The Internet has brought around-the-clock news coverage into our homes along with twenty-four hour coverage of less crucial, more tantalizing fare in this information age. These days, the line between news and gossip is becoming increasingly blurred, particularly by the media. What constitutes news and what is gossip? The definitions don’t really make it clear, after all what is “news” to one person may seem like mere idle gossip to the next. Take a look at these definitions decide for yourself:
News: New information about specific and timely events relevant to the general public, or a program devoted to conveying such news to the public.
Gossip: Casual or idle talk about others, usually without foundation and negative in nature. In today’s world, gossip is often broadcast via the media to the general public.
There is plenty of news that is “negative in nature,” but that doesn’t automatically make it gossip. Of course, the news does have to be properly substantiated. But the media these days is making it more and more difficult to differentiate between what is news and what is gossip. In fact, the media itself is an entity that seems to answer to no one and can report either news or gossip as it sees fit:
Media: Forms of mass communication that carry or store information. In this instance, mass communication forms such as television, newspaper and Internet that convey news or information to the public.
When someone who works for a media outlet says, “I’m with the press,” you don’t know if he is a reporter for a major media outlet such as NBC or he is reporting for a gossip rag like you usually find at the checkout counter of your local grocery store.
If you do a search for the name of a certain pop star/celebrity these days, literally millions of results will pop up. Some of them will be links to high quality, respectable news sites with what most people would consider newsworthy updates. Quite a few of them will be links to sites that are pure gossip. Not newsworthy, but certainly entertaining to many people.
In the case of a celebrity, it isn’t necessarily essential that you know whether you are getting the information from a reliable news source or a gossip site that hasn’t checked its sources or confirmed whether its facts are correct. But what about when you’re reading about a political candidate, someone in public office or Fortune 500 executive? Are you forming a judgment about the individual based on verified facts or vindictive gossip that is making the rounds of the Internet that started with a conversation overheard in a bar or club?
Whenever you’re reading a media story on the Internet, make sure that you are always aware of the source of the story. Look not only at the headline of the story but also at the name of the website itself.
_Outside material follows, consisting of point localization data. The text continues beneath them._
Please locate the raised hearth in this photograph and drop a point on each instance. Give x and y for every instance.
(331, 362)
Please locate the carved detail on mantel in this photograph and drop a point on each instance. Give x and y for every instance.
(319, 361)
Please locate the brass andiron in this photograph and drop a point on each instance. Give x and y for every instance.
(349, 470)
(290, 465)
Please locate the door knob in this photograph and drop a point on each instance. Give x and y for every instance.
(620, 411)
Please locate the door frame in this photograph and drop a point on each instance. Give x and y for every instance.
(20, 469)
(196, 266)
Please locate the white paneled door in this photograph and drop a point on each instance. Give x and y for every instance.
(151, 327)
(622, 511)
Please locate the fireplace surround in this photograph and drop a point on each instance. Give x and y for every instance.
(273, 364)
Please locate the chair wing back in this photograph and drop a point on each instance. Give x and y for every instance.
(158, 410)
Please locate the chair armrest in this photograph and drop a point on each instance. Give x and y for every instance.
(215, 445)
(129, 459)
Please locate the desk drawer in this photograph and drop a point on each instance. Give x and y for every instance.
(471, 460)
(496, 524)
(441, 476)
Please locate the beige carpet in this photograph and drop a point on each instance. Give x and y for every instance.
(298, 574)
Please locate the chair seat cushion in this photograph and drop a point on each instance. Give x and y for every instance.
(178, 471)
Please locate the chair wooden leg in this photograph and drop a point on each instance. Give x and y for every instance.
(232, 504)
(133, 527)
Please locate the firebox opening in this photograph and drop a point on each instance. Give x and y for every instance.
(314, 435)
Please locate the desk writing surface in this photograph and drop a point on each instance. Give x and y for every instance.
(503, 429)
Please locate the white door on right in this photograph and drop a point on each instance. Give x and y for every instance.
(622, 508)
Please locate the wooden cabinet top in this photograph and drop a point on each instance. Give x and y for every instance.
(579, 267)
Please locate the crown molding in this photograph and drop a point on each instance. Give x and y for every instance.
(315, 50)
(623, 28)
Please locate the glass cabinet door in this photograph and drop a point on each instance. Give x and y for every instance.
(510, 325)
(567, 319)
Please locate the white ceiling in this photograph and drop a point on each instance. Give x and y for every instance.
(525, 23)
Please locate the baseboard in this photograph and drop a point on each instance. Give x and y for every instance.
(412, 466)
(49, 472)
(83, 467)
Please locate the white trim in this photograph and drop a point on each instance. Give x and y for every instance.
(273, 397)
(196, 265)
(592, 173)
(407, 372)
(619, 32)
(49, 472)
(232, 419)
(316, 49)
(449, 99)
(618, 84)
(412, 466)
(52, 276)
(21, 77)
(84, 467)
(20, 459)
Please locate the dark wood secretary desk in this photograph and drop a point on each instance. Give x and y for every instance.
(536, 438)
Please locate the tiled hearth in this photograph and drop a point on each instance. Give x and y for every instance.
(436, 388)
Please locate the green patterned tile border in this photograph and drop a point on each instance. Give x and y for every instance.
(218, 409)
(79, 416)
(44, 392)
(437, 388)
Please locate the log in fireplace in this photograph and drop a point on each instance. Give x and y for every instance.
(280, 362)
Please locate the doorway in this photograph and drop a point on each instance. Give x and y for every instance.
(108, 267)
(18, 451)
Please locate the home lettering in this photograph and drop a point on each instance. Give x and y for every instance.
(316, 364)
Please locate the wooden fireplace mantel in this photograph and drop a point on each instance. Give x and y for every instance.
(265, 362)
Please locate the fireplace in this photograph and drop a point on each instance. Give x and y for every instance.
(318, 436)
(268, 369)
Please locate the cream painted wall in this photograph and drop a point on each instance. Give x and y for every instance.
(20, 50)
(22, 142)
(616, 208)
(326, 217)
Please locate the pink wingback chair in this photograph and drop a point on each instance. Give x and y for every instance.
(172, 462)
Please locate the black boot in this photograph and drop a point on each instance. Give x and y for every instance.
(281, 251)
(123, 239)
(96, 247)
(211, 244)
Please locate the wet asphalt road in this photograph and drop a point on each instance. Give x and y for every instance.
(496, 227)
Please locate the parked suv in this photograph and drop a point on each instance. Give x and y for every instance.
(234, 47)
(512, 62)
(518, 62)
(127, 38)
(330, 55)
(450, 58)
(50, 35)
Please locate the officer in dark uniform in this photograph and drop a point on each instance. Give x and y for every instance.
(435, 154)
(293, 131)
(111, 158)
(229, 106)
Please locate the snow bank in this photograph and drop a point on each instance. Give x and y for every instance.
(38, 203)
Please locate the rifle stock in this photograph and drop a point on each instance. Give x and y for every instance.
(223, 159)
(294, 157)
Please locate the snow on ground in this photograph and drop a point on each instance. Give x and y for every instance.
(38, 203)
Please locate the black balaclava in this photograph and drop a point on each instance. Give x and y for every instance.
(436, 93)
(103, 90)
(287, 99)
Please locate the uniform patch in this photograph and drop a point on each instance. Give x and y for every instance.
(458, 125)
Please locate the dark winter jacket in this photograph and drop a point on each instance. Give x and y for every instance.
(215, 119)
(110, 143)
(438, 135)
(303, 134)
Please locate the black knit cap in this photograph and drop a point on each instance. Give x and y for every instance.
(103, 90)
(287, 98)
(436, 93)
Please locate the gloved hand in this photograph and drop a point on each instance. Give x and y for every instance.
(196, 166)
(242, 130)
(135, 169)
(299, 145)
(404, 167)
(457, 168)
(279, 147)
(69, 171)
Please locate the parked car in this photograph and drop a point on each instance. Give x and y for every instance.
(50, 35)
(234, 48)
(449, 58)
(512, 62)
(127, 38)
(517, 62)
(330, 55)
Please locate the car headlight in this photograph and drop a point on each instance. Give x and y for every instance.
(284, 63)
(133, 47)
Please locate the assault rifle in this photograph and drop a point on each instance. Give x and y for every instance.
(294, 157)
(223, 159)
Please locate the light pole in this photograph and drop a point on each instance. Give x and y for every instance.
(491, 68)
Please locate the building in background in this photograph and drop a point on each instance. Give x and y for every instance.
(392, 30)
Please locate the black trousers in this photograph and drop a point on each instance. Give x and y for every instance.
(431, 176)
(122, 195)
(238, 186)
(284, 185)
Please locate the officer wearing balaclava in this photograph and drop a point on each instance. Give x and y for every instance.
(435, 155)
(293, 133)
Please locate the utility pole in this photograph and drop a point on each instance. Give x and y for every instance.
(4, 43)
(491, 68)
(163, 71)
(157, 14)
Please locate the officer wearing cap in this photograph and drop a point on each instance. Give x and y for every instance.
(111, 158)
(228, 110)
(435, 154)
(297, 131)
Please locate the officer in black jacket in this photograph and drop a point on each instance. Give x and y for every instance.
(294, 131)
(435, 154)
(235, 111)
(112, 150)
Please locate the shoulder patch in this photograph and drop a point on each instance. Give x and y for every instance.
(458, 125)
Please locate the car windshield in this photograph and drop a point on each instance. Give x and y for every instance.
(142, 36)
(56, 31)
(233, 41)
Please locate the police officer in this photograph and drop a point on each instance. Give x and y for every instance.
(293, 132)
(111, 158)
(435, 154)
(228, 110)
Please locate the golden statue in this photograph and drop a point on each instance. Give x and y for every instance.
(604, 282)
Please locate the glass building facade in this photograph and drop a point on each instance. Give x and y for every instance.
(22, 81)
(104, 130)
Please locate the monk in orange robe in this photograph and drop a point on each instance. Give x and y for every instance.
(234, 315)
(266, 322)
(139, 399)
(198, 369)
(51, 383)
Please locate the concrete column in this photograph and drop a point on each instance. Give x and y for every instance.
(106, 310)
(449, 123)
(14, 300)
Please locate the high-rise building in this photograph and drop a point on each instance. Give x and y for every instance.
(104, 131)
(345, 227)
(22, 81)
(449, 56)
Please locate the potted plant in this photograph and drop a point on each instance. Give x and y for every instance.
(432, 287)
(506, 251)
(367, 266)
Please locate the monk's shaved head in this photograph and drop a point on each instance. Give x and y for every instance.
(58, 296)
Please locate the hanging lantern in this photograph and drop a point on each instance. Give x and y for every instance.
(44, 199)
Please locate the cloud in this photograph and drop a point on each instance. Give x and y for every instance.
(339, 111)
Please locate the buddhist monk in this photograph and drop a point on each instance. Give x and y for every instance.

Is it a reputable news provider that you trust? If you read the story in a blog, is the blogger using unattributed quotes, or does he name the people he refers to so that the facts can be substantiated? Do the news stories you’re reading have reliable bylines from well-known reporters?
With the Internet making it easier for websites to blur the line between news and gossip or entertainment, consumers have more personal responsibility than ever to make sure they know and understand the source of their news and entertainment.